Bu suretle Cumhuriyetçi Türk Partisi Genel Başkanı Sayın Tufan Erhürman, kullanılan oyların %62,80’ini alarak yeni Cumhurbaşkanı seçilmiştir. Kuzey Kıbrıs Türk Cumhuriyeti’ne saygı, şükran ve takdirle anılacak hizmetleri geçen Sayın Ersin Tatar ise kullanılan oyların %35,77’sini alarak bu demokratik yarışta maalesef geride kalmıştır."

"KKTC Türkiye'ye katılmalı"

"Seçimlerin geçici sonuçları belli olur olmaz, kamuoyuyla şu görüş ve değerlendirmemi paylaştım:

Kuzey Kıbrıs Türk Cumhuriyeti’nde yapılmış olan seçimin sonuçları, çok az bir katılımla gerçekleşmiştir. Kıbrıs Türkü’nün kaderi, bu katılımla temsil edilemeyecek durumdadır.
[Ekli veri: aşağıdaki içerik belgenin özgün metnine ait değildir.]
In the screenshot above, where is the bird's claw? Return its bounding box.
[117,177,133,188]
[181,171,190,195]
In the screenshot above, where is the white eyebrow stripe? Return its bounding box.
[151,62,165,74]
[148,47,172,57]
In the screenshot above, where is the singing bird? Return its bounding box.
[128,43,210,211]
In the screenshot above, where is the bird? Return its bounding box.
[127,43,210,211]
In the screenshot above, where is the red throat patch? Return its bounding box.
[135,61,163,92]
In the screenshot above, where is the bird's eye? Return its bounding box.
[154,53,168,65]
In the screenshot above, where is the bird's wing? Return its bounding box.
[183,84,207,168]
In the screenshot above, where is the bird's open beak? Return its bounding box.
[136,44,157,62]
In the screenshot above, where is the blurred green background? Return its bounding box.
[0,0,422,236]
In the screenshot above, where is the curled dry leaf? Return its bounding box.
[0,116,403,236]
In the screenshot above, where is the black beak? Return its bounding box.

Seçim sonucu, Seçim Kurulu tarafından açıklanmış olsa dahi, Kuzey Kıbrıs Türk Cumhuriyeti Parlamentosu acilen toplanmalı; seçim sonuçları ve federasyona dönüşün kabul edilemeyeceğini ilan etmeli ve Türkiye Cumhuriyeti’ne katılma kararı almalıdır.

Bununla birlikte, geride kalan haftada Kuzey Kıbrıs Türk Cumhuriyeti Meclisi’nde “Kıbrıs sorununa iki devletli çözüm” konulu öneri oy çokluğuyla kabul edilmişti. Cumhuriyet Meclisi’nin iradesi, federasyon değil; egemen eşitliğe dayanan iki devletli çözümün sağlanmasıdır.
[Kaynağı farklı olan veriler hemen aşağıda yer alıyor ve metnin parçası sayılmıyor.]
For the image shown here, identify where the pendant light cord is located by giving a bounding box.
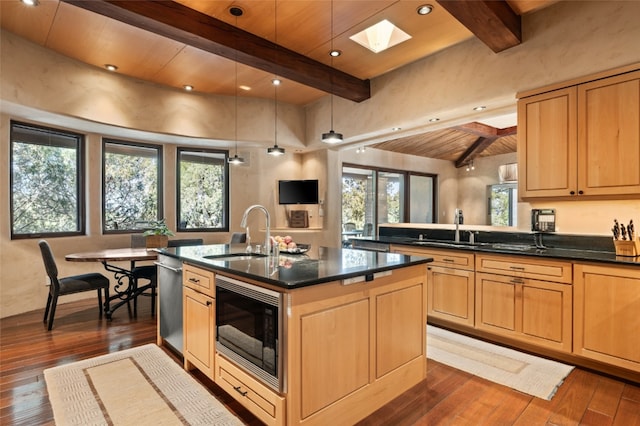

Anılan yaklaşımla bizim ortaya koyduğumuz görüş arasında esasen hiçbir fark yoktur.

“Cumhur İttifakı’nda çatı uçtu, vazo çatladı, anlaşmazlıklar sertleşti, görüş ayrılıkları ayyuka çıktı” iddiaları ne kadar yaygın ve yoğun olsa da, Türkiye’nin hak ettiği huzurlu, güvenli ve refah dolu günlere ulaşıncaya kadar çatlama, patlama, uçma, kaçma veya niyet okuyuculuğundan mülhem abuk subuk ifadeler hükümsüz, itibarsız ve asılsızdır.
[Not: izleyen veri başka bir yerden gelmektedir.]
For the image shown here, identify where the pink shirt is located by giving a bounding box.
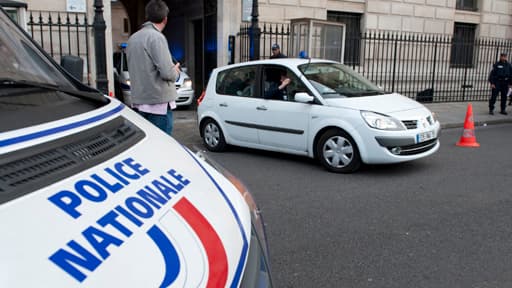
[133,101,176,115]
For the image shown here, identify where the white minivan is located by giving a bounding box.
[0,8,272,288]
[197,59,441,173]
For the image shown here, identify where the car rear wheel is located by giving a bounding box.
[316,129,361,173]
[202,119,226,152]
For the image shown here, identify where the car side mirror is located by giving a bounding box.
[295,92,315,103]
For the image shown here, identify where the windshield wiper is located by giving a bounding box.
[0,78,109,104]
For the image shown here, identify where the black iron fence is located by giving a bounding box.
[237,23,290,62]
[237,24,512,102]
[27,11,92,85]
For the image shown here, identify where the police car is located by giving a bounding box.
[0,9,271,287]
Fakat herkesin aklını başına alarak Kıbrıs’taki seçimleri iyi okumasını; federalizme giden, mayınlarla dolu güzergâhın ülkemize ve bölgemize nasıl yansıyacağını dikkatle tefsir etmesini halisane temenni ediyorum."

"81 Düzce'den sonra 82 Kıbrıs olmalıdır"

"Meselenin demokratik haklarla ve sandığa saygıyla alakası hiç yoktur. Zira mesele; vatan meselesidir, millet meselesidir, beka meselesidir, güvenlik meselesidir, onur ve şeref meselesidir. KKTC parlemantosu toplanmalı ve Türkiye'ye katılma kararı almalıdır. 81 Düzce'den sonra 82'nin KKTC olması artık hayat memat konusu haline gelmiştir.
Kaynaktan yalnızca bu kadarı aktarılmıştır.